Территория Вайоминг, 1880 г.
— Попалась, рыжая дрянь! — голос отчима прорезал
пыльную тишину конюшни.
Кэтрин вздрогнула. Она поспешно захлопнула книгу и подхватилась
на ноги. Джордж стоял в проеме ворот, и его силуэт зловеще чернел
на фоне залитого солнцем двора.
«Опять напился», — подумала Кэтрин, уловив кислую
перегарную вонь.
Отчим сделал шаг, пошатнулся. Кэтрин отступила, невольно пытаясь
спрятаться за тюк сена. Джордж хищно усмехнулся, густые усы
приподнялись, являя взору блестящий золотой зуб.
— Тебе мать что велела сделать? — вкрадчиво спросил
он. — Вычистить навоз из-под лошадей. А ты опять за свое? Все
книжонки свои читаешь? Ну, я тебе сейчас покажу книжонки!
Он шагнул вперед.
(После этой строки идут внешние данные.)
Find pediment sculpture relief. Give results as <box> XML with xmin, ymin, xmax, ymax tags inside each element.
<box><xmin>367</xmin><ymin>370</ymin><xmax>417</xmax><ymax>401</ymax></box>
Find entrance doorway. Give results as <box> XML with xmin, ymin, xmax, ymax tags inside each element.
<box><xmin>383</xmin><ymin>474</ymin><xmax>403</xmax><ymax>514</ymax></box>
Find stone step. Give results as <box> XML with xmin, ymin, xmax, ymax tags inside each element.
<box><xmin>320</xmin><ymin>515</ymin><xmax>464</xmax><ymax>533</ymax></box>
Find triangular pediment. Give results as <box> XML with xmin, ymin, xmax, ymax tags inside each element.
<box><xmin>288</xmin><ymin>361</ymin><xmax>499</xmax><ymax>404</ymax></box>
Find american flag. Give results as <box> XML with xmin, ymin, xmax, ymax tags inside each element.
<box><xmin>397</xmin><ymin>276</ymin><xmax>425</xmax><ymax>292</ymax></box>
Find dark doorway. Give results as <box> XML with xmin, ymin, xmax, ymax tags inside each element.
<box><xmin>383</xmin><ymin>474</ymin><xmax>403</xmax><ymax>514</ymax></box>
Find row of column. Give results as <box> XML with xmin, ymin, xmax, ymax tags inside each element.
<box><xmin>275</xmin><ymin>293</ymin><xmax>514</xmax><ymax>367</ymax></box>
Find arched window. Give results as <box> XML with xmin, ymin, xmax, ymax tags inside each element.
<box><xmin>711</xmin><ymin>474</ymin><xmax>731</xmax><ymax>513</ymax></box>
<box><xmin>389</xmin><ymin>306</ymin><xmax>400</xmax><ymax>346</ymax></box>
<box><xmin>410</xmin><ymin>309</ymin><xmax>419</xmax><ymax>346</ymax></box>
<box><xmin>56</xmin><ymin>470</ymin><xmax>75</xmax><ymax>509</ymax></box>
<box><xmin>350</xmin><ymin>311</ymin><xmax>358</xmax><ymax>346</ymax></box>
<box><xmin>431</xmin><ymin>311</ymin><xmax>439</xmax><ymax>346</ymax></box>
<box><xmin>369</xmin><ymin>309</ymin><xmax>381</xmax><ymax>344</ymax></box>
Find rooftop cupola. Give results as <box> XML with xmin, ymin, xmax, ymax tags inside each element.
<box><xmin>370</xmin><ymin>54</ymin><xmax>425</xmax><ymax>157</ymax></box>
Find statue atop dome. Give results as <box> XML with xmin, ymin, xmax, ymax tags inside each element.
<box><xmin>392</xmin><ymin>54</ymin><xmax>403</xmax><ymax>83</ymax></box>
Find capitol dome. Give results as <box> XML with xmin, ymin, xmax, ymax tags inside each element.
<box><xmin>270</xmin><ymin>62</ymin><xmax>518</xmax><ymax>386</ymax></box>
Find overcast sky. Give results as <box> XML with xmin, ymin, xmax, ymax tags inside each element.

Кэтрин отступила и уперлась в стену
спиной.
— Да что ты такая дерганая? — Отчим напирал, на его
лице поигрывала гнусная ухмылка. — Я ведь хочу просто
потолковать.
Кэтрин хорошо знала эту улыбку, этот масляный блеск в
прищуренных глазах. Вот уже несколько лет — почти с тех самых
пор, как она переехала к матери, Джордж проявляет к ней отнюдь не
отцовский интерес. То зажмет в углу, то ущипнет, а то и вовсе
схватит за грудь, якобы ненароком. Кэтрин тошнило от этих
прикосновений, но она ничего никому не рассказывала. Стыдно.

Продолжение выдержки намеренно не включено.